À première vue, le moteur à combustion ne suscite plus guère d’enthousiasme. Mais il faut savoir passer outre la première impression. C’est très facile avec Christian Nellen, professeur de la HEIA-FR et connaisseur passionné. 

Il faut dire que les moteurs sont au cœur de sa carrière. Dans ses études de technique automobile à Bienne, il s’est très vite spécialisé dans le moteur à combustion. Il a ensuite travaillé à l’ETHZ, comme responsable d’un projet de moteur à gaz – cogénération – en collaboration avec l’entreprise Liebherr. Ce fut un grand succès.

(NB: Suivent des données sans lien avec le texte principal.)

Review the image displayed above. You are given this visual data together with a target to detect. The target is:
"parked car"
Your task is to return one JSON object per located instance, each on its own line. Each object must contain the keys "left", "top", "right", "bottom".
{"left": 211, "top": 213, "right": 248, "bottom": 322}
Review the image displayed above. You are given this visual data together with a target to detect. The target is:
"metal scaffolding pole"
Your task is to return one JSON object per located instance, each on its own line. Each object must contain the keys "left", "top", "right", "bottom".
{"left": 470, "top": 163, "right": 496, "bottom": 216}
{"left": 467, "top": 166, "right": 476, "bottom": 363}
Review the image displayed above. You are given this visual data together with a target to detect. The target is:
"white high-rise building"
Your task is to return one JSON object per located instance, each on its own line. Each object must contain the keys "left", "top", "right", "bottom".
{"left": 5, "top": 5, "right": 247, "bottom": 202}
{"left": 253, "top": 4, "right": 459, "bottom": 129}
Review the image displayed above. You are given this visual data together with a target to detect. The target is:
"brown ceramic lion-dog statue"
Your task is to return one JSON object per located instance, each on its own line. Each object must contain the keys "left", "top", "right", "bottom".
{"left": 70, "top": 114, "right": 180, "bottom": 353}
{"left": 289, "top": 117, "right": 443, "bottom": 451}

«Il m’a toujours fallu plus de challenges dans ma carrière», raconte-t-il pour expliquer son départ pour l’Angleterre, chez Cosworth, qui produisait les moteurs de la Ford Focus du Championnat du monde de rallye. Mais il rêvait surtout de F1. Il est donc entré chez Renault F1, où il a travaillé 11 ans. «J’étais responsable de la conception de pièces de moteur dans le bureau d’études, principalement de la culasse et du e-turbo, qui jouent un rôle très important pour la performance. Pour moi, c’était le challenge ultime. Car le moteur de F1 est le plus difficile à maîtriser: on va aux limites de la physique. Pour utiliser une image: le meilleur piston de F1, c’est celui qui fissure sur la ligne d’arrivée: juste assez solide et le plus léger possible. J’ai toujours aimé la complexité du moteur: il y a de la mécanique, de la thermodynamique, de la thermomécanique, de la combustion et bien sûr de l’électronique.»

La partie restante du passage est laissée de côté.